The Moonlight Garden

The Moonlight Garden
Of the night blooming cacti and succulents, the night blooming cereus is the best known. However, there are others as well. These are especially suitable for moonlight gardens.

Moonlight gardens featuring cacti and succulents offer interest from dusk to dawn. These gardens are often called commuters gardens since the daylight hours that could usually go to gardening are spent commuting to and from work. Typically, a moonlight garden contains either those species and varieties that bloom during the evening and night hours or have light colored blossoms that are visible in moonlight.

Night-blooming vines, such as the night-blooming cereus, can be trained on a fence or other support. Night flowering perennials, such as agaves and yuccas, can be used in flower beds and mixed borders to create moonlit gardens.

Avoid planting night bloomers too close to trees that might cast a shadow at night when the moon is out.

Many night blooming plants are tropical ones with a few coming from cold, temperate climates. In warmer areas, the night blooming cereus and saguaro cactus are suitable for moonlit gardens. The hedge cactus is a night blooming species. Its blossoms are over a foot or so in diameter.

So far as the plants are concerned, there are reasons that they tend to bloom at night. That is when their pollinators tend to be active. Among these are bats and night flying moths. Both play important roles as flower pollinators since night-blooming flowers are open when bees and most other insects are unavailable.

Most night blooming plants have white flowers and extra fragrance, making their detection by pollinators easier. The white flowers lack honey or nectar guides, lines which are visible in the ultra-violet light of day to bees and other insects that normally collect the nectar and pollen during daylight hours.
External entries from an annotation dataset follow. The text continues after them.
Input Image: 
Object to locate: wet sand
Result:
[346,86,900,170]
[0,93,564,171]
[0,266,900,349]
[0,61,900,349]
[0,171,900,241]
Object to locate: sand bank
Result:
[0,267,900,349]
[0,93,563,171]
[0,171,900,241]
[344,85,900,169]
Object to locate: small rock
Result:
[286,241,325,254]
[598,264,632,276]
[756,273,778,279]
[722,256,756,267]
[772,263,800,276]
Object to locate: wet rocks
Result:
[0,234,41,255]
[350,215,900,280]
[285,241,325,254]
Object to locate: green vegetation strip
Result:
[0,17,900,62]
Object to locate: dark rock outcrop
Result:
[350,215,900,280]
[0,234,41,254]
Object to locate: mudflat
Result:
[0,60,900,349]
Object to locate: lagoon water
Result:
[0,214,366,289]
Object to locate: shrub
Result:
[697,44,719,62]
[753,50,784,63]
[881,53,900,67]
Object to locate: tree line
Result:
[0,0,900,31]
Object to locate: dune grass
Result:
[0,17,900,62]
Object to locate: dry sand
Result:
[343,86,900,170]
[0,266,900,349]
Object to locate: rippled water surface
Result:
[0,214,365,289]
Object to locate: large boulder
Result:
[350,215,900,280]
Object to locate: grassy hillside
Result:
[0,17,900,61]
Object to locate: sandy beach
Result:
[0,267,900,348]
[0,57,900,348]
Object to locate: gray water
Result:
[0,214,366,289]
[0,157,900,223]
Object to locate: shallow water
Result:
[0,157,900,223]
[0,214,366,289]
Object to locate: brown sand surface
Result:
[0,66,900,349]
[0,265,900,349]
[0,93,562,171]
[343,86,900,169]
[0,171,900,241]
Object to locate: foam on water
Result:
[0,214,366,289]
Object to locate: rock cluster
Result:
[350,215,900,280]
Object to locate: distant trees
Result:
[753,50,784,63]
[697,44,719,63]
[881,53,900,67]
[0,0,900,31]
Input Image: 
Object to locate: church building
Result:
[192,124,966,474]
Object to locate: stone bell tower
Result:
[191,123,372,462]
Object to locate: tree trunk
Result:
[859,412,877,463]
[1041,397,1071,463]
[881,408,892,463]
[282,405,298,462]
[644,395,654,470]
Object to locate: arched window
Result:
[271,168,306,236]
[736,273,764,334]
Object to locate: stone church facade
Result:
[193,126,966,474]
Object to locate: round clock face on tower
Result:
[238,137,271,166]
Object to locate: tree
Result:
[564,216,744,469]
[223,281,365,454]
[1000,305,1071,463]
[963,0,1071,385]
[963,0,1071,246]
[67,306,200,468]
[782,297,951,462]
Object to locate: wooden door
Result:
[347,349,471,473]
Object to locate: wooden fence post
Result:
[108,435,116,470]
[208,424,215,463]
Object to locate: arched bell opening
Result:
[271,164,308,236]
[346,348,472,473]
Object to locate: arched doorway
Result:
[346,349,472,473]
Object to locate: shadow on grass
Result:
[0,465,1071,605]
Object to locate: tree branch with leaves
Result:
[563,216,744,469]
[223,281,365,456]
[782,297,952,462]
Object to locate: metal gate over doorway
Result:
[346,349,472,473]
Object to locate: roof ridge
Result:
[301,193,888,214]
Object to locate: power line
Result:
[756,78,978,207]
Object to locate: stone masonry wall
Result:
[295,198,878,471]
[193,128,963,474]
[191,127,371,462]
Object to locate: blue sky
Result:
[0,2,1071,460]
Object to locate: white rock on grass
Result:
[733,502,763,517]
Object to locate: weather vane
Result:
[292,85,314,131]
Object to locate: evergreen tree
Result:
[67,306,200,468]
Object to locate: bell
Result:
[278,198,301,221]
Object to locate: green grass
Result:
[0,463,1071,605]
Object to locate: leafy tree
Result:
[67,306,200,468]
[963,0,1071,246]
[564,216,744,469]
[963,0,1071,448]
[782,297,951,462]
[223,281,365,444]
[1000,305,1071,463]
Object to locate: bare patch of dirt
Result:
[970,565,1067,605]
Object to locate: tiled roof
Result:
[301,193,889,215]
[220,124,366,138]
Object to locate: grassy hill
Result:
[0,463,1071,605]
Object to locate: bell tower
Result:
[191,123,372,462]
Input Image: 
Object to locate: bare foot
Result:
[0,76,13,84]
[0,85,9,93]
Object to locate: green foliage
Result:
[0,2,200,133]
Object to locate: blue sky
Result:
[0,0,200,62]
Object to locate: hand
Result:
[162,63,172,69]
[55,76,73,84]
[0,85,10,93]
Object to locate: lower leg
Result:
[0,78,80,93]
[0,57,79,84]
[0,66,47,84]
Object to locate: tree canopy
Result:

The fragrance of a few night-blooming flowers has been described as somewhat unpleasant, but bats don’t seem to mind. It is thought that some insects, such as carrion beetles, attracted by the fragrance, may become trapped when the flower closes up during the day, but are usually able to escape when the flowers open again the following night.

Some of the night blooming plants give off a form of heat and warmth, which make them attractive to insects.

Bats play a crucial role in pollinating many of the large, cup-shaped night blooming flowers found in warmer climates. There are around 200 different groups of tropical plants that are dependent upon bats for pollination. These blossoms are often called bat flowers since they all have so much in common. They are nocturnal, yielding large amounts of nectar which attract nectar-eating bats, and large amounts of pollen which the bat often gets on its face as it drinks the nectar.

Opening times for the night blooming flowers vary from one species to another. The night blooming cereus is the most spectacular, usually opening after ten p.m. Although the individual flowers of the night blooming cereus only remain open for one night, the plant produces a large number of flowers over a period of time. This eagerly-awaited event is often captured by photographers.

Some of the orchid cacti (Epiphyllum) are night blooming as well.

Most of the night blooming plants can be recognized by their common names, such as the night blooming San Pedro, queen-of-the-night, and lady of the night.

Some other plants that tend to open initially during the night aren’t as well known. The agaves and yuccas are examples. The same is true for the giant saguaro cactus. Though they may emerge during the dark of night, these remain open the following day. In fact, both bats and honeybees end up feeding on saguaro cactus blossoms on different shifts.